Plynos
Principles2 min read

Why we never lock clients into hosting

Vendor lock-in serves the vendor. Plynos hands the keys back at launch.

There's a quiet pattern in the agency world: you pay them once to build the site, and then forever to host it. The hosting fee is dressed up as "maintenance" or "support" or "the platform." Cancel it and the site goes dark.
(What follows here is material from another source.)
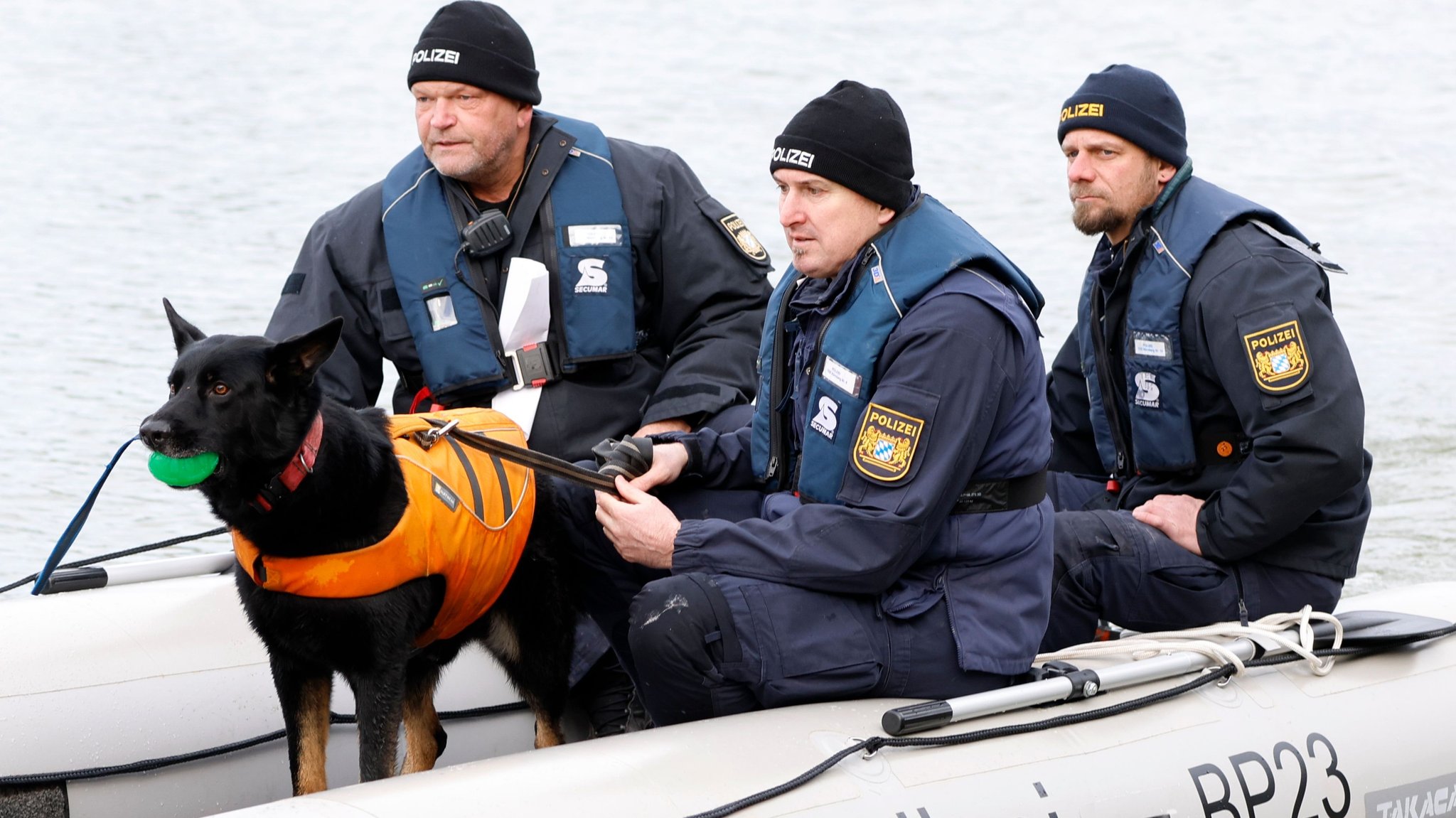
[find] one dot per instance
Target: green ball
(181, 472)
This is vendor lock-in. It serves the vendor, not you.

How we do it instead

Plynos doesn't work that way. Every client owns their domain in their own name, with their own registrar. Every client has their own hosting account, billed in their own name, on their own card. Every client gets the source code at handover. If you wanted to walk away from us tomorrow and move to another developer, you could — without permission, without delay, without a transition fee.

Three reasons

First, it's the right thing. You paid for a website. You should own a website. Anything less is a rental, and you should know it's a rental before you sign.
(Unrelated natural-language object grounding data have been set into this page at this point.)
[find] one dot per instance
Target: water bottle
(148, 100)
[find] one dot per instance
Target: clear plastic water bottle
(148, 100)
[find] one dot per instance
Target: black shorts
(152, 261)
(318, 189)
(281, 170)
Second, it forces us to be better. We don't get to relax because the recurring fee is locked in. The relationship has to renew on its merits — we have to be worth calling back, not worth being stuck with.

Third, it changes how the site itself gets built. When you know the client is going to take this code somewhere else one day, you write code worth taking. You use clean dependencies. You document things. You don't bury secrets in proprietary tools.

The whole industry doesn't have to operate this way. We just think yours should.